A method that instructs immune system cells to help repair damaged tissues in the intestine has been developed by researchers at KU Leuven and Seoul National University. This opens the way for more effective treatment of inflammatory bowel disease, including ulcerative colitis and Crohn's disease. The study was carried out on humans and mice.
When functioning correctly, the immune system protects against harmful agents such as bacteria that get into the body. But in conditions such as inflammatory bowel disease (IBD), the immune system attacks the tissues that line the gut, forming ulcers and causing pain and discomfort. Nearly 3.9 million women and 3.0 million men are living with IBD worldwide, and the number of cases is rising.
Since the origin of IBD is unknown, treatments often focus on reducing the immune response in order to limit inflammation and the resulting symptoms. But this also hinders those parts of the immune system involved in repairing the damaged intestine. For example, the white blood cells known as macrophages (literally 'big eaters' in Greek) play a variety of roles in both inflammation and tissue repair. They consume foreign bodies, clear up debris from damaged cells, and release substances that direct other steps in the inflammatory or repair processes.
"Our idea is that the migration of macrophages to the damaged tissue in IBD is essential to stimulate its recovery," explains Professor Gianluca Matteoli, an immunologist at the Translational Research Center for Gastrointestinal Disorders (TARGID) KU Leuven and lead author of the research, published this week in the journal Gut. His team, and that of Professor Seung Hyeok Seok from Seoul National University, set out to test this theory.

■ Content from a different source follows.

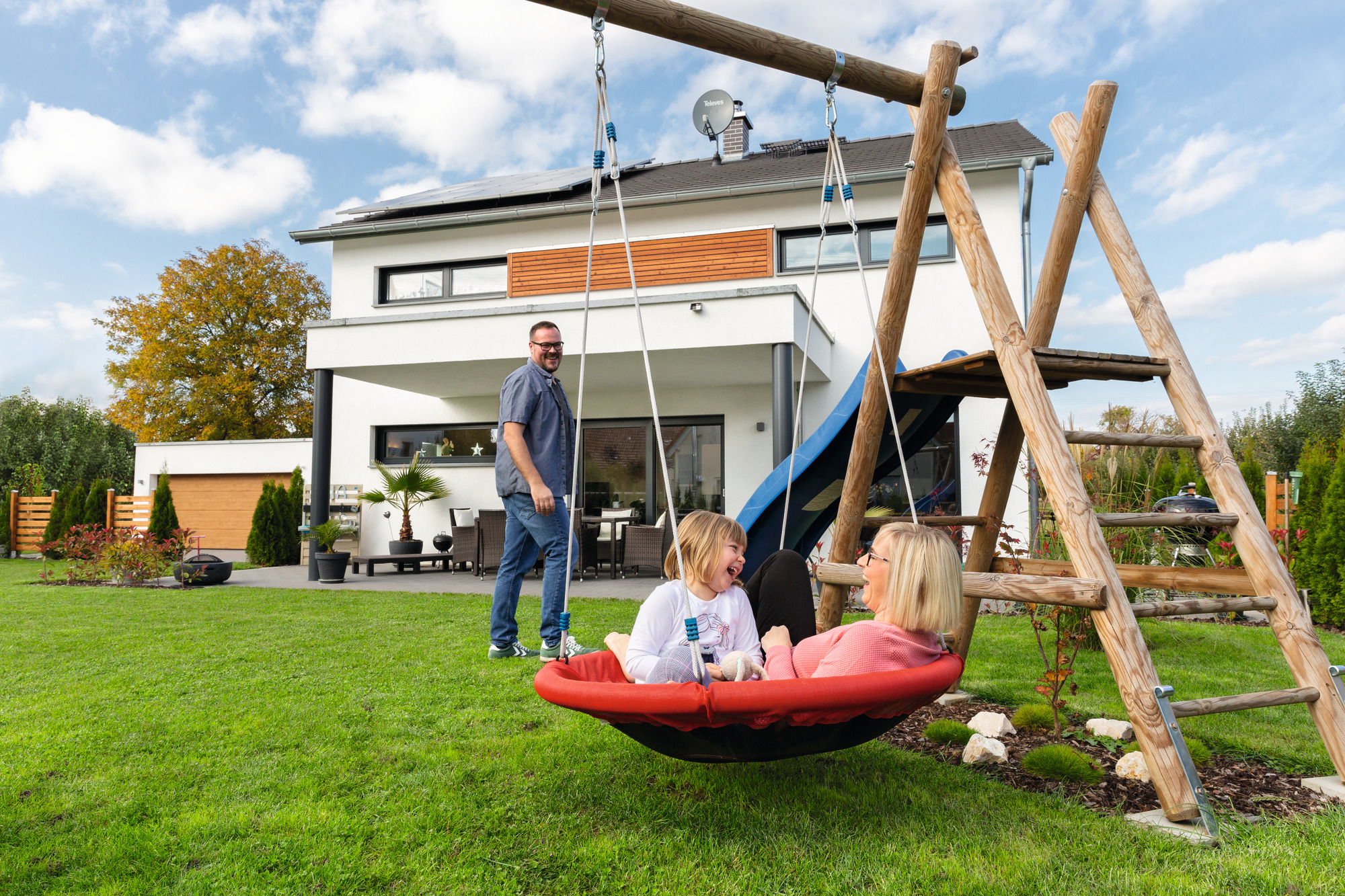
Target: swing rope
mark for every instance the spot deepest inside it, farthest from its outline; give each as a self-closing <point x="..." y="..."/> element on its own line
<point x="835" y="169"/>
<point x="606" y="128"/>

When the researchers looked at macrophages in the intestines of a handful of people with IBD, a sub-group of cells able to respond to prostaglandin E2 (PGE2) stood out. Prostaglandins are messenger molecules in the immune system, associated with tissue regeneration.
"If the patients had acute disease, they had a lower amount of these beneficial cells, and if they went into remission, then amounts of macrophages went up. This suggests that they are part of the reparative process," Professor Matteoli says.
To investigate further, the researchers turned to a mouse model for ulcerative colitis, one of the main forms of IBD. The number of macrophages sensitive to the prostaglandin was lower in the model than in healthy mice, but if PGE2 levels were increased, the few sensitive macrophages present responded, releasing a substance that in turn stimulated tissue regeneration.
If the PGE2 receptors on the macrophages were knocked out, making them unable to respond to the prostaglandin, the level of tissue regeneration dropped. But it could be restored by getting the macrophages to swallow a liposome (a bubble of material similar to a fragment of cell wall) containing a substance able to trigger the release of the repair stimulating agent.
"We already knew that prostaglandins were important for inducing proliferation of tissue cells, but this study shows that they are also important for controlling the inflammatory effect, so moving the body from the acute stage where inflammation dominates to the reparative stage," Professor Matteoli says.
The prospects for new treatments lie in liposomes used to jump-start the macrophages into stimulating tissue repair. The technique is well-established as an experimental tool, but applications like this are rare. "This is one of the first times it has been used to produce a beneficial, therapeutic effect," says Professor Seok. However, a lot of work will be needed before it can be used in patients.
The next step is to look in detail at human macrophages at different stages of IBD. "We want to identify other factors that trip the switch that turns macrophages from inflammatory cells to non-inflammatory cells," says Professor Matteoli. "Then, using the liposome technology that Professor Seok has developed, these could be used to target the macrophages and so produce very precise drugs."